At MinnPost, we almost always use code for our data processing steps so that different members of the team can easily get up to speed on a project and process, so that it’s easily repeatable for later, and so we can be transparent to our readers who might be curious about how we turned an original dataset into the format they see. In most of our projects, there is a “data-processing” folder that holds that code, but a good example is our Nice Ride bike sharing map animation, a look into a day of bike rides on our local bike sharing system; you can see the code and the commands how we turned start and end points of bike trips into paths across the city.
Code Your Code
Utilize templates for your projects. We currently use Grunt to make templates that allow us to create base code for our applications, setting up dependencies, common templates, and even basic documentation; this saves us a ton of time and helps standardize how we build projects.

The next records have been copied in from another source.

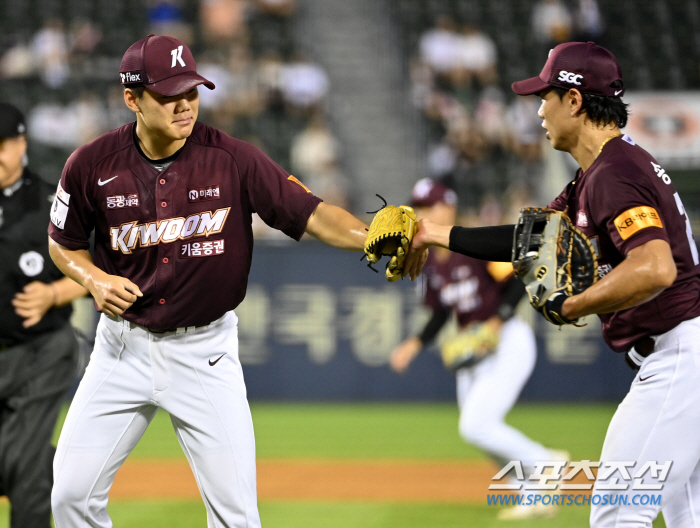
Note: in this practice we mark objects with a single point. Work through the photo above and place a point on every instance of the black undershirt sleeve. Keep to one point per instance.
(437, 321)
(494, 243)
(512, 294)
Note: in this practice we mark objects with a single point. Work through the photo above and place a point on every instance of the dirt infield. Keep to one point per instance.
(321, 480)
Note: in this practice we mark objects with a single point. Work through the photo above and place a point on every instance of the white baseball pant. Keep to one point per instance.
(488, 391)
(132, 373)
(658, 421)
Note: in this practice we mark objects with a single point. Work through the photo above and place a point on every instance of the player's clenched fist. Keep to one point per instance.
(113, 295)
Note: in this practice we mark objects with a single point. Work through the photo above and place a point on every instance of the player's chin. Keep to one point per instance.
(182, 130)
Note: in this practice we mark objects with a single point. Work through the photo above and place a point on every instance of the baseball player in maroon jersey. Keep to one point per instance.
(479, 292)
(648, 295)
(170, 202)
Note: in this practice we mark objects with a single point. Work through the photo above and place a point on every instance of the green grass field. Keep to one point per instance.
(370, 431)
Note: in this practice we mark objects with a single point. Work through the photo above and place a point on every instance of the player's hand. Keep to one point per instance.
(113, 294)
(418, 250)
(404, 354)
(33, 302)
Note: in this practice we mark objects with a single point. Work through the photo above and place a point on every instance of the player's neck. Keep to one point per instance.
(590, 143)
(157, 147)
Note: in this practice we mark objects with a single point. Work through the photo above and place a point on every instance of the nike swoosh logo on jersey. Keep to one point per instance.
(212, 363)
(101, 183)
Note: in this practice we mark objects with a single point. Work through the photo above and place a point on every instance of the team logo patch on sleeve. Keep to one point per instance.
(295, 180)
(636, 219)
(59, 209)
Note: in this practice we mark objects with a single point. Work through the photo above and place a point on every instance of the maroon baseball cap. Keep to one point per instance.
(162, 64)
(428, 192)
(585, 66)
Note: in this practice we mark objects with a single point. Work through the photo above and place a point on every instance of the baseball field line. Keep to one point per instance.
(285, 479)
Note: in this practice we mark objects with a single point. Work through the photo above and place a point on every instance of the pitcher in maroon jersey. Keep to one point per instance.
(648, 295)
(170, 201)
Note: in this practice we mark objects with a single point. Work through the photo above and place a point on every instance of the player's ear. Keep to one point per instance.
(575, 101)
(131, 100)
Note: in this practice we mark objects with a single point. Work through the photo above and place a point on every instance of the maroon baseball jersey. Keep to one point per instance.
(622, 201)
(182, 235)
(464, 285)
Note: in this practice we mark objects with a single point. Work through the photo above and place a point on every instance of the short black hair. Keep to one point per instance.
(600, 109)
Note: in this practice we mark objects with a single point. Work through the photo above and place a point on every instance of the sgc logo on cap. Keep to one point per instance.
(570, 77)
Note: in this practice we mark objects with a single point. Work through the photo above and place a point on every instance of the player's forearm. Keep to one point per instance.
(336, 227)
(75, 264)
(645, 273)
(494, 243)
(67, 290)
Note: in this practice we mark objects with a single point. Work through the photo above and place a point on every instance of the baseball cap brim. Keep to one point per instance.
(179, 84)
(531, 86)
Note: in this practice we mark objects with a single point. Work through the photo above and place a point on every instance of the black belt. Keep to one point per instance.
(640, 350)
(158, 331)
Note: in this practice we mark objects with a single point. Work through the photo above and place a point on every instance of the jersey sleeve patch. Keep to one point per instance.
(59, 211)
(295, 180)
(636, 219)
(62, 194)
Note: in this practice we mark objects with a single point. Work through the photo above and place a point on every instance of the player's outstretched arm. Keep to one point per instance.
(336, 227)
(113, 295)
(37, 298)
(494, 243)
(646, 272)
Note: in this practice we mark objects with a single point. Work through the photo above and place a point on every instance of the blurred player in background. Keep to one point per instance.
(38, 349)
(483, 297)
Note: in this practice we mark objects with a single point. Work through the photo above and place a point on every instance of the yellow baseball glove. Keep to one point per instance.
(390, 233)
(470, 346)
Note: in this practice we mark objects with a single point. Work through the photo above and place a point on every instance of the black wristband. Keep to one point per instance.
(553, 307)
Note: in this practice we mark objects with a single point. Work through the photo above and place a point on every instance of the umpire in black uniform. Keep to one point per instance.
(38, 349)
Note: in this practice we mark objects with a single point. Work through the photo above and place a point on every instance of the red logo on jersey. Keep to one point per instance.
(120, 201)
(201, 194)
(202, 249)
(582, 219)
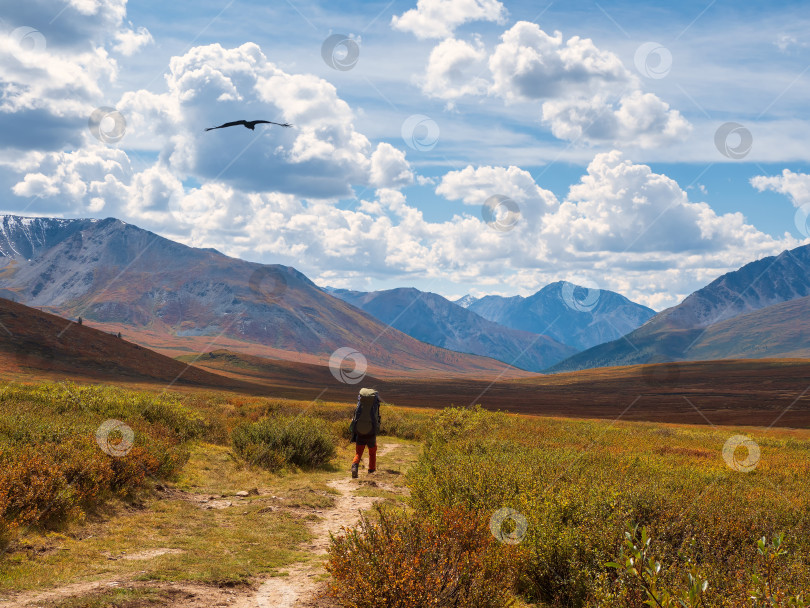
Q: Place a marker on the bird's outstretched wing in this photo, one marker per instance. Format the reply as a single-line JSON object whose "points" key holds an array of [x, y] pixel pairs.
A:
{"points": [[227, 124], [270, 122]]}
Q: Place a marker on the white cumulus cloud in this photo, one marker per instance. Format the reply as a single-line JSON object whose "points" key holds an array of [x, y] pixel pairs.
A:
{"points": [[439, 18]]}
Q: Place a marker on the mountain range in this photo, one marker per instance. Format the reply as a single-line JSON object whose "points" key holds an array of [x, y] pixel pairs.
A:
{"points": [[577, 316], [433, 319], [179, 299], [757, 311]]}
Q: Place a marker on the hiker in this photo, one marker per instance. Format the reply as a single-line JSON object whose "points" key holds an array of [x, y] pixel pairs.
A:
{"points": [[365, 427]]}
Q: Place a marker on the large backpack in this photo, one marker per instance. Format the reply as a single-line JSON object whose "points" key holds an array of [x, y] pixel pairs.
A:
{"points": [[364, 424]]}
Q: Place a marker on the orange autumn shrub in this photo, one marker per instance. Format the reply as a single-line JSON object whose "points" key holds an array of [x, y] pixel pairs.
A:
{"points": [[403, 560]]}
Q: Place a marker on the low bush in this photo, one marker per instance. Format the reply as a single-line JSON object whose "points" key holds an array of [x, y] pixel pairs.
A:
{"points": [[403, 560], [52, 470], [277, 441]]}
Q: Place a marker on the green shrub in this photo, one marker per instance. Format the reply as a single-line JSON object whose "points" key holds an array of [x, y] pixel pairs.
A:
{"points": [[276, 441], [405, 560], [579, 484]]}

Another option is Tarbell, an excellent project by the folks at the Chicago Tribune. Tarbell aims at creating lightweight news applications based on HTML files (and not necessarily JavaScript logic), and is based on creating templates. It should also be noted that Grunt’s project scaffolding will be deprecated in the near future for Yeoman, a similar, much more fun and powerful web application scaffolding tool.
Make it Configurable
The news often repeats itself. Either large, sometimes terrible, things happen repeatedly like school shootings, hurricanes, or the Olympics, or there is just a schedule to important events happening, like elections. It is often difficult to make technology easily reusable the first time around, but it is important to try, and to keep trying with each iteration. Most often, the first time we build something, there are minor configurable options, but the second time we need that technology, we make a big effort to make it even more reusable by making as much as we can (and should) configurable. We are currently rebuilding our elections dashboard and doing just that.
Uh, It’s Free!
Open source software is (usually) free. This is great big win when trying to save money.
Open source comes with other benefits too. Open source is hackable, meaning that it can be understood and changed by anyone. This is important, as almost all software either has bugs that need fixing or could have features that you need. We were really excited to use Vertical Timeline made by WNYC but found some bugs, so we spent a bit of time fixing those bugs, added configuration options, and made it more deployable, both helping ourselves and allowing others to benefit from our work as well.
Open source is powered by community. With most open source projects, you can talk directly to the people who make it and understand how and why things were done. Often there are open, active forums, videos, blog posts, and more to help you learn the software. This is important in solving issues and more effectively using software. We have fixed various bugs in software like Grunt and Backbone.stickit through open issue queues and pull requests. This investment into open source projects is minimal but drives successful open source projects and keeps them valuable and free for all of us.
Open source has been one of the biggest drivers of newsroom technology innovation. It has allowed newsrooms, all of which have small budgets, have access to quality software for free. Because newsrooms have started creating and contributing to open source projects, it has allowed the whole industry to leverage each others’ work, innovate together, and create a vibrant community. And the investment in open source has allowed newsrooms to attract smart developers and technologists.
Open Source in the Newsroom
Most of these benefits and techniques are true of technology-building in general, but in the newsroom—where the budget is low, and probably going to be low and lower for some time—it’s important for all of us to build our applications and stories in ways that keep costs down and our readers wanting more and feeling informed. I would love to hear how other newsrooms are building their technology and keeping their costs down at the same time.